CaptionSync's Closed Captioning supports a variety of characters. This article details the character encoding technical aspects.
Introduction:
Most people are aware that the characters that appear in your text documents are actually represented by the computer as numeric values. The computer uses these numeric values to store and manipulate the characters and then converts them to a displayable image when presenting them on the screen or printing them on paper. What many people do not know, however, is that there are several different mappings between characters and numeric values (called the "character encoding"). That can make CaptionSync's job a challenging one.
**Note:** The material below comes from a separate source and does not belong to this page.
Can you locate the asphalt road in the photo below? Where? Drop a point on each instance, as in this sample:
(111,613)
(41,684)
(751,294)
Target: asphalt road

The three most common character encodings are "ISO-8859-1" (this is used by Windows and is sometimes referred to as "ANSI"), "Mac-Roman" (used by older Mac software), and UTF-8 (a broader standard available to both Windows and Mac). All three encodings represent the basic characters used in English with the same numeric values (these characters are the 7-bit US-ASCII character set) -- the problems start when you get to the so-called "high-ASCII" characters (when 8 or more bits are used) which include accented characters and curly quotes. These problems are further compounded by the fact that the line 21 caption data used in broadcast captions uses its own special encoding that is again different from the above three encodings.
CaptionSync accepts transcript files in any of the three common encodings:
► ISO-8859-1
► Mac-Roman
► UTF-8
UTF-16 files are also accepted; they are automatically converted to UTF-8 when you submit them.
Text encoded as US-ASCII is still acceptable as it can be considered a subset of any of the above three encodings (and will be noted as UTF-8). The encoding of your text file is noted near the bottom of the details page for every submission.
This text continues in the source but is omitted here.